この設計案は、世代を超えて宇宙を旅する「世代宇宙船」のアイデアを競う国際的なデザインコンペ「プロジェクト・ハイペリオン」で、見事最優秀賞に輝いた。コンペのルールは厳しく、使用できるのは既存の技術か、核融合のように近い将来実現可能と見なされる技術のみ。ワープ航法や人工冬眠といったSF的な技術は禁止された。NASAの科学者を含む専門家パネルが、デザインや持続可能性だけでなく、「乗員たちがうまくやっていけるか」という社会的な側面まで含めて審査した結果、クリサリスが選ばれたのだ。
船内には熱帯雨林も。
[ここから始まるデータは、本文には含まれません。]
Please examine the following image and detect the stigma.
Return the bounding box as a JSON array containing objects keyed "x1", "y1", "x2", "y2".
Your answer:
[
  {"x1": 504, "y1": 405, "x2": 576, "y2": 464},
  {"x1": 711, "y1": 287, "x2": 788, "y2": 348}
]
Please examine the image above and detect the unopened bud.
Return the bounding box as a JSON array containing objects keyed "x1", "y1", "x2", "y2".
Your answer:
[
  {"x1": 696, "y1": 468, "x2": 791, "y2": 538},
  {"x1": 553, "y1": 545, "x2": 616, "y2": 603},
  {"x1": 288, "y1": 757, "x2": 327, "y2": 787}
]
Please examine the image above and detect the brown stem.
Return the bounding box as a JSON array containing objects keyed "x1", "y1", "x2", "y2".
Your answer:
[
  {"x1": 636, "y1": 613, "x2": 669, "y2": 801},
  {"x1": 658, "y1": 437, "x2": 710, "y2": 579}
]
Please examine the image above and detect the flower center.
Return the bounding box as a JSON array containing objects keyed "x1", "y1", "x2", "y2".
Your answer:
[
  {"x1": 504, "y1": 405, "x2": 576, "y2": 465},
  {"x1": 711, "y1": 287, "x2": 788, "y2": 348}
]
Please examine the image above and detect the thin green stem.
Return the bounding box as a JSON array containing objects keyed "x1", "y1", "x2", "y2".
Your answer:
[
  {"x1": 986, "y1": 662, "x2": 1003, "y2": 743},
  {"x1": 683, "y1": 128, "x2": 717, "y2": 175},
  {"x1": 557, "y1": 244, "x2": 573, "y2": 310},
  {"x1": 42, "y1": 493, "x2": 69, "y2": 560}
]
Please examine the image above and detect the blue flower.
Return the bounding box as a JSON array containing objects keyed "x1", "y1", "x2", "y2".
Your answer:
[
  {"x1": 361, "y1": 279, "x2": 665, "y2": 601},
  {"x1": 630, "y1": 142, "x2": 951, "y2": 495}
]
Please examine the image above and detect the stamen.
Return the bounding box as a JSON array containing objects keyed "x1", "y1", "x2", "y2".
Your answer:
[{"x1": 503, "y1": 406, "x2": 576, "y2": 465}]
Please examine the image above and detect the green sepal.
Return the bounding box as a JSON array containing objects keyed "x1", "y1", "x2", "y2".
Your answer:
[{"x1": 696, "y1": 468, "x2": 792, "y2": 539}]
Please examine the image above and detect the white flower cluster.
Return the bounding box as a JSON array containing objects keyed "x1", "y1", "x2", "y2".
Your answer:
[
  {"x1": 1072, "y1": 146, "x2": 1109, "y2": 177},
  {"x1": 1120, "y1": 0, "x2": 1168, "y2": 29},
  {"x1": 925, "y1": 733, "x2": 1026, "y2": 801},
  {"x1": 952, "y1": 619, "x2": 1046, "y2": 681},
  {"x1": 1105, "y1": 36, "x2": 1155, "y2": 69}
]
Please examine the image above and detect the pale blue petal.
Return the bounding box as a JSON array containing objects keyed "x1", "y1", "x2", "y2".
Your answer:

食生活は完全ベジタリアン
クリサリスの内部は、機能ごとに複数の「シェル(殻)」に分かれている。
あるシェルは、農業と生態系を担当する。ここには熱帯雨林や針葉樹林などが再現され、到着した惑星で地球の環境を再現するための基盤となる。さらに、地球上のあらゆる生物の種子や胚、DNAを保存する「遺伝子バンク」も搭載される。
食料は植物からのみ生産されるため、乗員は全員がベジタリアンとなる。動物は多様性や観賞目的で少数飼育されるが、食用ではない。タンパク質は現代の培養肉のように合成して供給されるという。
また、別のシェルには公園や娯楽施設、図書館といった共用スペースが広がる。壁や窓は巨大なスクリーンとしても機能し、故郷である地球の風景を映し出すことも可能だ。住居は「モジュールハウス」と呼ばれる個人単位の家が用意され、人々は希望すればいつでも別の区画へ移り住むことができる。